TextTruth: An Unsupervised Approach to Discover Trustworthy Information from Multi-Sourced Text Data
Hengtong Zhang (SUNY at Buffalo); Yaliang Li (Baidu Research); Fenglong Ma (SUNY Buffalo); Jing Gao (University at Buffalo); Lu Su (The State University of New York at Buffalo)
Truth discovery has attracted increasingly more attention due to its ability to distill trustworthy information from noisy multi-sourced data without any supervision. However, most existing truth discovery methods are designed for structured data, and cannot meet the strong need to extract trustworthy information from raw text data as text data has its unique characteristics. The major challenges of inferring true information on text data stem from the multifactorial property of text answers (i.e., an answer may contain multiple key factors) and the diversity of word usages (i.e., different words may have the same semantic meaning).
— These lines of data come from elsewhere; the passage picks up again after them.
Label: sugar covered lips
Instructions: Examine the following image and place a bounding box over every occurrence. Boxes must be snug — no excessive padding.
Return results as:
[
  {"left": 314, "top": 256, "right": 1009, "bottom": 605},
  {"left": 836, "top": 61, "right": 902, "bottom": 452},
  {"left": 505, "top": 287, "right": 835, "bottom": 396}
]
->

To tackle these challenges, in this paper, we propose a novel truth discovery method, named “TextTruth”, which jointly groups the keywords extracted from the answers of a specific question into multiple interpretable factors, and infers the trustworthiness of both answer factors and answer providers. After that, the answers to each question can be ranked based on the estimated trustworthiness of factors. The proposed method works in an unsupervised manner, and thus can be applied to various application scenarios that involve text data. Experiments on three real-world datasets show that the proposed TextTruth model can accurately select trustworthy answers, even when these answers are formed by multiple factors.